Nathaniel Suchy (Lunorian)
me at lunorian.is
Sun Apr 29 19:41:47 UTC 2018
Thank you for clarifying that. The obfs4 bridges you can get at
bridges.torproject.org also pose an interesting risk, the ports each
Bridge IP Address is using seem to be non-standard, I'm in the US and
most networks I am at do not censor although sometimes certain ports at
public wifi networks are blocked, could a threat actor threatening you
or tor users in general realize an IP Address was a Tor Bridge by
identifying a large amount of traffic to a non-standard port on random
datacenter IP Addresses?
You can tell Tor Browser your Firewall only allows connections to
certain ports which I assume when used with bridges would help further
hide the fact you are using Tor.
The fact I email here obviously shows I am a Tor user, although I'd like
more technical measures built into Tor Browser to obfuscate the times I
am using Tor.
Cheers,
Nathaniel Suchy
On 4/29/18 2:36 PM, Matthew Finkel wrote:
> On Sun, Apr 29, 2018 at 02:06:49PM -0400, Nathaniel Suchy (Lunorian) wrote:
>> I see that Tor Browser, for users who are censored in their country,
>> work, or school (or have some other reason to use bridges) has a variety
>> of built in bridges.

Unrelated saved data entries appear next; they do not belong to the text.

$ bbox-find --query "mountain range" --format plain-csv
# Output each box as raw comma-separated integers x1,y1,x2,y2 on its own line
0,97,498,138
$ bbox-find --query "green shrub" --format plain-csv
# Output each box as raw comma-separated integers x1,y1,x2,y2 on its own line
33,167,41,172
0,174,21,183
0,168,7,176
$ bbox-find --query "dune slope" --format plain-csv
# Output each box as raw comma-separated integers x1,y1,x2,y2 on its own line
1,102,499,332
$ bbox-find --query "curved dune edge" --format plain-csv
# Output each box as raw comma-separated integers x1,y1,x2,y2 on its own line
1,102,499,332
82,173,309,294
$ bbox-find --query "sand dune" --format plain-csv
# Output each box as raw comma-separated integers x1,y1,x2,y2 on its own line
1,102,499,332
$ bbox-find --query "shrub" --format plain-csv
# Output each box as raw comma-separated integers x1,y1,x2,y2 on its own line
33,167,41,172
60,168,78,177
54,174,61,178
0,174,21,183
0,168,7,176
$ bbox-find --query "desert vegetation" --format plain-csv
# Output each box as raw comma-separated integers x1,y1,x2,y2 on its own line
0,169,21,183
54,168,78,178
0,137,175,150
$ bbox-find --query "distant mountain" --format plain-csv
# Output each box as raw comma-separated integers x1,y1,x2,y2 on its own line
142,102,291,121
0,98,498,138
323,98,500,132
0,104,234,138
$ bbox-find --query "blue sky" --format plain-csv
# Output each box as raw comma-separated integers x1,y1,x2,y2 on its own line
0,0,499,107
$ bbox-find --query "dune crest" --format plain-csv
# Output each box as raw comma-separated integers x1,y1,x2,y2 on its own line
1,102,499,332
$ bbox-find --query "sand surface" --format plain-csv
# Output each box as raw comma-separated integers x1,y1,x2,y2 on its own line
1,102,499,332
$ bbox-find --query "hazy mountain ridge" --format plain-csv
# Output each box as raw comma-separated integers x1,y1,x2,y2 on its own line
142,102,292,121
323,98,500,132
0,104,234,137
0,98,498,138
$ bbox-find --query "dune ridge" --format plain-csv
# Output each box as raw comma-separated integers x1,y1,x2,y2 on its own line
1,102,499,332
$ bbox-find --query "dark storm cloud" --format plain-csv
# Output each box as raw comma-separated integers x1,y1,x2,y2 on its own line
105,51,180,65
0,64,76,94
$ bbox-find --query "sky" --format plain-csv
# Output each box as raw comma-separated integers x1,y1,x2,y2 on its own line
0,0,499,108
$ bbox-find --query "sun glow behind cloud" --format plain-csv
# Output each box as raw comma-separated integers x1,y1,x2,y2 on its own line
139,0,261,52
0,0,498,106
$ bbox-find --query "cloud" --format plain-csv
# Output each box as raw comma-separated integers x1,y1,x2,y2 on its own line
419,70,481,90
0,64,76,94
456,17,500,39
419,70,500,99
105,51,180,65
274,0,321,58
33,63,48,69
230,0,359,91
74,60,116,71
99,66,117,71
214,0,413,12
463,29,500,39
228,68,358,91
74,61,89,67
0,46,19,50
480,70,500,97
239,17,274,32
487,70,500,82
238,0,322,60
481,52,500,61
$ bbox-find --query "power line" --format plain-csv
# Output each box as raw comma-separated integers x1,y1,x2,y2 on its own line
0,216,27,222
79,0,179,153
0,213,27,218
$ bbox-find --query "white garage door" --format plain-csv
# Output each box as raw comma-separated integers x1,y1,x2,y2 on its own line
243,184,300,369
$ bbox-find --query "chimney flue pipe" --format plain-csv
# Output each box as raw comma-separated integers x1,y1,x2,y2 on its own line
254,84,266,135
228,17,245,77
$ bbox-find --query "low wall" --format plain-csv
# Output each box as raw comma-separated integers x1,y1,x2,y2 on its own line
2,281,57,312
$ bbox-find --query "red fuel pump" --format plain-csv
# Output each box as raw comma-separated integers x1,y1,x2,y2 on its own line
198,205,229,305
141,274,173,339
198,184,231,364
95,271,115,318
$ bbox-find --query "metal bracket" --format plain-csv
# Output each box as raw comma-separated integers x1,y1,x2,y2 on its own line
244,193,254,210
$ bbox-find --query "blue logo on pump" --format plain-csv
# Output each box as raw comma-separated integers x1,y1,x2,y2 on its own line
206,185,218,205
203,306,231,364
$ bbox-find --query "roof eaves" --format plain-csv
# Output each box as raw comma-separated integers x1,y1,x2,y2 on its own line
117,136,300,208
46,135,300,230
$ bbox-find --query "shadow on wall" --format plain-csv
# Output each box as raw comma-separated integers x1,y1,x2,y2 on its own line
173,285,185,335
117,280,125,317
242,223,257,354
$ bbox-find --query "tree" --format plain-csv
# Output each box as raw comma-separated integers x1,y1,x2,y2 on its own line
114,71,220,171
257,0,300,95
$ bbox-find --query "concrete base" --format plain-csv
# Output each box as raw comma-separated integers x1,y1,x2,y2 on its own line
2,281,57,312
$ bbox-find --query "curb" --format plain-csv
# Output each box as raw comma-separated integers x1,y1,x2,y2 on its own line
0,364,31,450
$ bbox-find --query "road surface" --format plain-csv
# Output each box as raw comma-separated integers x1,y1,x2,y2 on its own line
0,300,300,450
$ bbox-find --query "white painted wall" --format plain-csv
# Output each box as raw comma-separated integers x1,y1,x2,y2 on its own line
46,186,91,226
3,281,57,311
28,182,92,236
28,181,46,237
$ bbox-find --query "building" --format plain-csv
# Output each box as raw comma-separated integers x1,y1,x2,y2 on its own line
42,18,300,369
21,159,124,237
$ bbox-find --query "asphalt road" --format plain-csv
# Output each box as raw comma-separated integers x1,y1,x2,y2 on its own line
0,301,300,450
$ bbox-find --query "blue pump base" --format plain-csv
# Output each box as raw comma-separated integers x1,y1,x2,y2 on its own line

Once of those are the OBFS4 bridges. My first
>> thought would be these are hard coded, of course giving everyone the
>> same set of bridges is bad right?
>
> Currently this is how it works, yes. It is not ideal, and there is
> on-going development work for rolling out a more scalable method.
>
>> Then a bad actor could download Tor
>> Browser, get the list, and null route the IPs on their network(s). Also
>> these bridges could get quite crowded. Are the bridges being used to
>> fetch other bridges, or something else? How does Tor Browser handle
>> these risks / technical issues?
>
> Indeed "Bad actors" could block the bridges hard-coded in Tor Browser.
> It is also true many of those default bridges are overloaded.